As the old year ticked off its last minutes, New Orleans seemed ready for the new one.
The city had gone through a rough stretch, but things were looking up. The gun violence that surged to harrowing levels during the pandemic had fallen off dramatically. The Super Bowl, returning to New Orleans in February after a dozen years, promised an influx of visitors and excitement. And the city’s best season, the exuberant weeks leading up to Mardi Gras, was on its way.
But less than four hours into the new year, a heavily armed man slammed a truck into the celebrating crowds, leaving dozens wounded or dead on the city’s most carefree street.
In the news conferences that followed, the mayor of New Orleans and other leaders in Louisiana praised the city’s residents for their resilience amid disaster.
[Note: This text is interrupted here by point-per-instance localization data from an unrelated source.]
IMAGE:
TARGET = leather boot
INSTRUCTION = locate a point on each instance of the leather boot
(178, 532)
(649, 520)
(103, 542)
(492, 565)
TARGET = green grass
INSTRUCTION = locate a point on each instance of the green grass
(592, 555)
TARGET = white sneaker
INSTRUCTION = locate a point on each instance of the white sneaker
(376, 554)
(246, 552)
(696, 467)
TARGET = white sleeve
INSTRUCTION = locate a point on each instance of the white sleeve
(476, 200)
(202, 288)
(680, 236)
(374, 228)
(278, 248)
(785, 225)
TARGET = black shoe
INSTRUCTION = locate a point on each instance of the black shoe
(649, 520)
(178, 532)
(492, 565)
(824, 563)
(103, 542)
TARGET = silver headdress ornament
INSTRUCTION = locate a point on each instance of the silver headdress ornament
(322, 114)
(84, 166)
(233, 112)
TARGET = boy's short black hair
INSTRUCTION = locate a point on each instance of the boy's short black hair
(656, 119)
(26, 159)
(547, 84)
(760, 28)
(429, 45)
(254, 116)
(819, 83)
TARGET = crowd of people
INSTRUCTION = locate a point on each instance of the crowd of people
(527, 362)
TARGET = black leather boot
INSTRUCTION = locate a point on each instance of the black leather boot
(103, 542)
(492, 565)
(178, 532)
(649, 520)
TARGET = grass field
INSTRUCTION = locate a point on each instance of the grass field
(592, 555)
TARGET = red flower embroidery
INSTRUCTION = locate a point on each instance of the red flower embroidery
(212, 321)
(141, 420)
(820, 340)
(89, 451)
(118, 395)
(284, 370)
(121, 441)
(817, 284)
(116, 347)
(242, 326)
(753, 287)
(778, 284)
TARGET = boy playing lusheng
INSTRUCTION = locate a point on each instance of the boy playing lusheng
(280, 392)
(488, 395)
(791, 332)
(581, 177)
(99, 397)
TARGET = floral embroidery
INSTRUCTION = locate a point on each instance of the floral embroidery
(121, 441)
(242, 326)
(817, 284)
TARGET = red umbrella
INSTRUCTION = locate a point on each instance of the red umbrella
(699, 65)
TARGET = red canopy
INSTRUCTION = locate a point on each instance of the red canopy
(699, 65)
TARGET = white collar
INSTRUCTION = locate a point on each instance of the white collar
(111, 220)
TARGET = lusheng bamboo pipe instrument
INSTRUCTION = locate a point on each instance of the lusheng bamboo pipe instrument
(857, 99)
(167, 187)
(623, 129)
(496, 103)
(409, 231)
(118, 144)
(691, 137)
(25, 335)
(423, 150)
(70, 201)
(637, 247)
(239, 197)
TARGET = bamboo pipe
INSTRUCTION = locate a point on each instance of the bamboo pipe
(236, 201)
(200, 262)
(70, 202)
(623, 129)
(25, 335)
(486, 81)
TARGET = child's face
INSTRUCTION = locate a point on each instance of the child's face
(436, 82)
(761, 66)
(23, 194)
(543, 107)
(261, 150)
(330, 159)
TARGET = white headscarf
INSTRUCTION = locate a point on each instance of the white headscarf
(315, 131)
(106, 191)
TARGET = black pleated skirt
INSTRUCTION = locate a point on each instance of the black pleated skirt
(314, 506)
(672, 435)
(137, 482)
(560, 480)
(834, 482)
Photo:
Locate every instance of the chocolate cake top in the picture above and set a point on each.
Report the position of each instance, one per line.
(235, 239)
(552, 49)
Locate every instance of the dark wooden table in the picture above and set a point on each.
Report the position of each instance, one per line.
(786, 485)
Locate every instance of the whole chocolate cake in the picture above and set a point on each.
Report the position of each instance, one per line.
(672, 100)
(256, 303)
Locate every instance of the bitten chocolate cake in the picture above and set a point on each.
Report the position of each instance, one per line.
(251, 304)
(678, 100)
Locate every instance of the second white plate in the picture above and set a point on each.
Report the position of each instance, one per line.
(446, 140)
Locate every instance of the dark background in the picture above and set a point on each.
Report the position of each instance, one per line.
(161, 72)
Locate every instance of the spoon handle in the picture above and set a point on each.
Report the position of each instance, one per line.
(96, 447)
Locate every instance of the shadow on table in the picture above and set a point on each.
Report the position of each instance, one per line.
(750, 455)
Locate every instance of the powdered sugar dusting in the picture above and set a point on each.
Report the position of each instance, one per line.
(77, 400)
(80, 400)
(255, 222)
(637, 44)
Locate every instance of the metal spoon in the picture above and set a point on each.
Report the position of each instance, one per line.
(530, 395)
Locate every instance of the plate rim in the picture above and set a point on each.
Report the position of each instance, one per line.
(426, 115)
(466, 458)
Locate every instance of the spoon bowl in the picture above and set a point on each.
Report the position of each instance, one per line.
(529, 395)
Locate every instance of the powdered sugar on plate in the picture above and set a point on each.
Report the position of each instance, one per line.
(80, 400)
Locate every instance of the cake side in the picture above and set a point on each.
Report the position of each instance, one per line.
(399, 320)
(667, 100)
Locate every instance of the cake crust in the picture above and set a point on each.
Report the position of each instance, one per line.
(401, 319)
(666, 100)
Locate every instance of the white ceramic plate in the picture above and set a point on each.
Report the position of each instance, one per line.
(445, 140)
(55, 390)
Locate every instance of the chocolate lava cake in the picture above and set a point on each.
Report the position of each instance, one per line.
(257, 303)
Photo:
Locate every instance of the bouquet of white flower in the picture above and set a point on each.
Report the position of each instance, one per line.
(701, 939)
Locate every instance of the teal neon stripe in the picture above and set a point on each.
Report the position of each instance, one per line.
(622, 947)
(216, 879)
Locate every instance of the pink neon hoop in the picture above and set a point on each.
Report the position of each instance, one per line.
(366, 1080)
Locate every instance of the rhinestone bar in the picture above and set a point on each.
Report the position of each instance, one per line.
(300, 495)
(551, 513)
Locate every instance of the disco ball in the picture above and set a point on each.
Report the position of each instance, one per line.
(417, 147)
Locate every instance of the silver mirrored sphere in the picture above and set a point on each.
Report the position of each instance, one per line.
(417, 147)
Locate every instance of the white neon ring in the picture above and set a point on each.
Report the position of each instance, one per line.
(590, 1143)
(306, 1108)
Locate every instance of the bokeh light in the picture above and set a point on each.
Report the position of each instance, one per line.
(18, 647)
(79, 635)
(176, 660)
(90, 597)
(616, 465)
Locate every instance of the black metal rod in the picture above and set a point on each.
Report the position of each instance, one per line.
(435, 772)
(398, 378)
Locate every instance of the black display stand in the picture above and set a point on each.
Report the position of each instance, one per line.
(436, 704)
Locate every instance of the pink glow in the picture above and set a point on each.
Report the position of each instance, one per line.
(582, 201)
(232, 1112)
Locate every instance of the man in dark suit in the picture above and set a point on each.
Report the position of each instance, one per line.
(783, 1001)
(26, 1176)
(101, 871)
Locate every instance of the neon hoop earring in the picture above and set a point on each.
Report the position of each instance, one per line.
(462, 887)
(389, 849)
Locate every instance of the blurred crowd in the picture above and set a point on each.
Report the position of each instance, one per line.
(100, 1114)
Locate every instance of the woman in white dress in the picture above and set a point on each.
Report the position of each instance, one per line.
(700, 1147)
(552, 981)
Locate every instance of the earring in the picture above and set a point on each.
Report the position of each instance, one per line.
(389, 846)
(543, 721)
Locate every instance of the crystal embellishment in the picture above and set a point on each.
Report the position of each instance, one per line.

It’s a message they had heard before.
“The word ‘resilient’ has become synonymous with the city of New Orleans,” Lesli Harris, a city councilwoman, said in an interview, acknowledging that the quality was a source of both pride and exasperation. “We are resilient because we have to be.”
Many people in New Orleans have expressed a certain comfort and satisfaction at the strength of the community’s bonds and its collective ability to navigate disaster and hardship. Yet they also wouldn’t mind being able to get by without having to draw on a reservoir of grit and good humor.